Beschleunigter Verfall

■ Als sei das Buch selbst besoffen: Wilfried Ohms' Roman „Kaltenberg“ bewegt sich auf überaus unsicherem Terrain

Selten sagt jemand so oft „ich“ und ist sich dabei seiner selbst so ungewiss wie die Hauptfigur in „Kaltenberg. Ein Abstieg“, einem Roman des österreichischen Autors Wilfried Ohms. Kaum überschaubar die Male, in denen der Protagonist, ein von Wien nach Polen beorderter, „knapp dreißigjähriger Handelsvertreter“ namens Kaltenberg, nicht Herr seiner Schritte und Entscheidungen ist. Dass er trinkt, erklärt den Selbstverlust. Dass er gutgläubig ist in der kalten Welt, die ihn umgibt, beschleunigt den Verfall. Und dennoch: Als bliebe es ungerührt vom eigenen Niedergang, behauptet sich das Ich als Subjekt auf jeder Seite des Buchs.

Ähnlich widersprüchlich ist es um die Grundsituation bestellt, die Ohms entfaltet. Da gibt es die nur in Rudimenten ausgeführte Rahmenhandlung, in der Kaltenberg der Schwester in Wien einen Brief schreibt. Ein Brief, der die Stationen des Verfalls notiert, ein Rechtfertigungsversuch, der um seine Vergeblichkeit weiß. Diese aus der Ich-Perspektive geschilderten Passagen bilden die Binnenhandlung. Oder doch nicht?
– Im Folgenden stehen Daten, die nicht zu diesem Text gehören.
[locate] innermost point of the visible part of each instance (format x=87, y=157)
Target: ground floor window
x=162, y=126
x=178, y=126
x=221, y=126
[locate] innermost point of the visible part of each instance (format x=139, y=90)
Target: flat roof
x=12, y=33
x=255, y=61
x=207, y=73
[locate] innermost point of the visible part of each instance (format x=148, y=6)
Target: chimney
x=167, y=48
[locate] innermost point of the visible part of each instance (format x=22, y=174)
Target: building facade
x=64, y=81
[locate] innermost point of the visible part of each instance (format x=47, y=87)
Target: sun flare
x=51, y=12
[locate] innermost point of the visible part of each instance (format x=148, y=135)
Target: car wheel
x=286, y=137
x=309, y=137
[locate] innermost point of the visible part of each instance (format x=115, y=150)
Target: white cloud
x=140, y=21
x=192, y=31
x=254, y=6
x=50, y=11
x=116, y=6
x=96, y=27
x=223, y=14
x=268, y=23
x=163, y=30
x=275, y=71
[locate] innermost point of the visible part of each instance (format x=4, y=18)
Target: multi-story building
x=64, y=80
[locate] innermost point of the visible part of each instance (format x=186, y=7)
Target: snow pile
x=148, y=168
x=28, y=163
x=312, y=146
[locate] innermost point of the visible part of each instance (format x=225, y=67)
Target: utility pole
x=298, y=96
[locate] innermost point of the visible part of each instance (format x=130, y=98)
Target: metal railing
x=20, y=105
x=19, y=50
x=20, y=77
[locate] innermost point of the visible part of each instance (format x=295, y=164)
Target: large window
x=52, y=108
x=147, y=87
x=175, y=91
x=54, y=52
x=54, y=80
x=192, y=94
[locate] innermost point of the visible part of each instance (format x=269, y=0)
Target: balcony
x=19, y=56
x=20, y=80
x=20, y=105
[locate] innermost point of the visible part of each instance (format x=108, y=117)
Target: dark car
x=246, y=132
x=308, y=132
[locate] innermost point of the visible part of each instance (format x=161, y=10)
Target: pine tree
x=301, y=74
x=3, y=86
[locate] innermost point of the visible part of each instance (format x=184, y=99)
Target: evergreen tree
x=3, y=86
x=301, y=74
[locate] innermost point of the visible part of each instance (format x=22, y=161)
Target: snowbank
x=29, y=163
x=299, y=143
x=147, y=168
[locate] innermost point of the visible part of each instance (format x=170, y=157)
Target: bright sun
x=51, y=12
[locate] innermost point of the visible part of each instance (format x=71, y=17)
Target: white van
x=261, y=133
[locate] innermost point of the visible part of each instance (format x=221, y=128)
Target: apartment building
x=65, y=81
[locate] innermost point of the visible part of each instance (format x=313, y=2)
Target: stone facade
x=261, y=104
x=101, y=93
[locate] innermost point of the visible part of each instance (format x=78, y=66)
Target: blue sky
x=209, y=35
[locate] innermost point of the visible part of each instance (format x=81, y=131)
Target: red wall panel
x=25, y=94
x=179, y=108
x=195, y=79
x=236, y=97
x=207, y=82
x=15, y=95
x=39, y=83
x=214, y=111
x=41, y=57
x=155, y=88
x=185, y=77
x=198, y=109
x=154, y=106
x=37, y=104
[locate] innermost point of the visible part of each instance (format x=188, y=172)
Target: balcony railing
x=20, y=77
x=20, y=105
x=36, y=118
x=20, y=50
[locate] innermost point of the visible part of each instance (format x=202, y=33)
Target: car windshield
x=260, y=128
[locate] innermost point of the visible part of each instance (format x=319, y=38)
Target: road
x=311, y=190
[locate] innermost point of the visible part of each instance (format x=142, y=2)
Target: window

Am Ende nämlich landen die Seiten, bei deren Verfertigung man Kaltenberg – wie man glaubt – über die Schulter schaut, in einer Senkgrube – ein Echo auf eine gleich am Anfang gefallene Formulierung, in der Kaltenberg schon erwägt, ob er die Briefe nicht lieber ins Klo spülen soll. Was aber lesen wir dann, wenn die Briefe – und mit ihnen die Seiten des Buches – neben Kot und Unrat verrotten? „Kaltenberg“ steckt voll solcher Widersprüche. Die Tristesse, durch die sich die Hauptfigur bewegt, wird plastisch ausgemalt, scheint aber mehr behauptet denn belegt. Die Chiffren des Ekels grüßen, oft heißt es: „Ich würgte einen Schwall Bier vor die Beine eines Mannes.“ Oder: „In diesem Moment stieg mir fauliger Durchfallgestank in die Nase.“ Das macht, was noch kommen wird, vorhersehbar. Wo gleich der dem ersten folgende Abschnitt voll ist mit „Witwen“ und „Trauerkleidung“ , folgt wie von selbst, dass die Misere keinen Ausweg kennt. Außerdem gibt es viele Anspielungen auf Kafka oder Bernhard, die Ohms' Roman wohl veredeln sollen, und manche Ungereimtheiten, die wie plumpe Fehler ausschauen. Dass Kaltenbergs Armbanduhr, nur als Beispiel, bei einer seiner Sauftouren kaputtgeht, wird doppelt erwähnt, wobei es beidesmal so klingt, als sei noch kein Wort darüber verloren.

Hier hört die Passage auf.